# Fat Jar mit externen Bibliotheken



## bob_sheknowdas (27. Apr 2012)

Hi,
ich habe ein bischen was mit java3D programmiert und versuche daraus jetzt ein jar-File zu erstellen.
Leider funktioniert das nicht, das erstellte File lässt sich nicht starten.
Ich habe mit dem Fat Har Plugin schon mehrere Files erstellt, die auch immer funktioniert haben. Allerdings gab es sonst nie externe Bibliotheken die man hätte einbinden müssen (so wie jetzt die j3d Bibliothek).
Kann mir vllt jemand einen Hinweis geben, worauf ich achten muss, damit meine Files ausführbar sind?

Vielen Dank im Vorraus.


----------



## Robokopp (27. Apr 2012)

genügt da nicht einfach ein Klick auf Export in Eclipse? Hab das bisher immer so gemacht.
Da kann man dann auswählen, wie die Bibliotheken integriert werden sollen


----------



## bob_sheknowdas (27. Apr 2012)

hab ich probiert, aber iwie klappt das trotzdem nicht.
Das jar-File lässt sich nicht öffnen...


----------



## Robokopp (27. Apr 2012)

bob_sheknowdas hat gesagt.:


> hab ich probiert, aber iwie klappt das trotzdem nicht.
> Das jar-File lässt sich nicht öffnen...



Hast du das Projekt als Executable jar exportiert?

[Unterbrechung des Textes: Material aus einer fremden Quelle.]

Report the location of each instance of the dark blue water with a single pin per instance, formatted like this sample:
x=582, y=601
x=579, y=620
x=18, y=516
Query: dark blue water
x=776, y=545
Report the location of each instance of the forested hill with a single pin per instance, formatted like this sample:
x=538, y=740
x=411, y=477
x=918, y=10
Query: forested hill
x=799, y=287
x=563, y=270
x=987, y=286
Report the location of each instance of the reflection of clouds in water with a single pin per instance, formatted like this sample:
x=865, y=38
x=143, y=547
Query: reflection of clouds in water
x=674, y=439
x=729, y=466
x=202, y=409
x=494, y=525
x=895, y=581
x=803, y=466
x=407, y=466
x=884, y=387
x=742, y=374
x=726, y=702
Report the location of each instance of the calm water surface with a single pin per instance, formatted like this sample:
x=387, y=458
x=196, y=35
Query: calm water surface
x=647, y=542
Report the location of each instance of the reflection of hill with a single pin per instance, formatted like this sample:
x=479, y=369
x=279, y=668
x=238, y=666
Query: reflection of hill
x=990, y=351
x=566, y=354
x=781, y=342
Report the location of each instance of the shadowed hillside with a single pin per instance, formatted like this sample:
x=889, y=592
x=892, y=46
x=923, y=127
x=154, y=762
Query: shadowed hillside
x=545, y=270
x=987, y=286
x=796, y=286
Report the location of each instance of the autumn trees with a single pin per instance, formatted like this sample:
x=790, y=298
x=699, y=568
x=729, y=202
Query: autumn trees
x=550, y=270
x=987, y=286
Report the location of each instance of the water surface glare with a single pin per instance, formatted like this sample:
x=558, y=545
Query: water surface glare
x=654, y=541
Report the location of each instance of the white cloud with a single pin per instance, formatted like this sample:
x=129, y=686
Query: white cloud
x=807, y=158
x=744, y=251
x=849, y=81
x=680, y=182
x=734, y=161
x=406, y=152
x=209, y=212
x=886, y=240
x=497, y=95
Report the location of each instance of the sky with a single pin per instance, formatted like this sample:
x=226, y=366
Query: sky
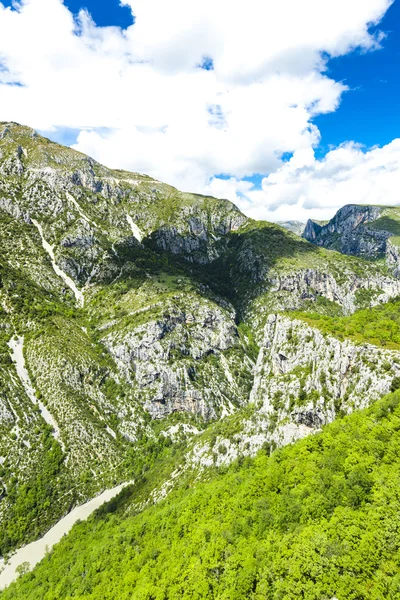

Falls ja, probiere mal folgendes:

Rechtsklick auf die Jar-> Eigenschaften->Öffnen mit->Durchsuchen->Java->jre6/7->bin->javaw.exe


----------



## bob_sheknowdas (27. Apr 2012)

Hab ich probiert  -  klappt aber leider auch nicht.
Wenn du dich selbst mal probieren willst lad ich mein Projekt mal hoch...


----------



## Robokopp (27. Apr 2012)

Also ich hab mir jetzt extra Java 3D runtergeladen und die BuildPath´s geändert, aber die lib cv97r140 existiert bei mir nicht.
Wo kommt die her?

Edit:

Ok hab die Datei jetzt runtergeladen, eingebunden, Jar extrahiert und es funktioniert alles. Die jar lässt sich ausführen

Hast du beim Export die richtige Launchconfig ausgewählt?


----------



## bob_sheknowdas (27. Apr 2012)

Was ist die richtige config?


----------



## Robokopp (27. Apr 2012)

Die heißt in deinem Fall "Spiel-SpaceShooter"


----------



## bob_sheknowdas (27. Apr 2012)

Kannst du dein jar-File mal uploaden?


----------



## Robokopp (27. Apr 2012)

http://dl.dropbox.com/u/69940371/SpaceShooter.jar


----------



## bob_sheknowdas (27. Apr 2012)

Hmm, dein File kann ich auch nicht öffnen...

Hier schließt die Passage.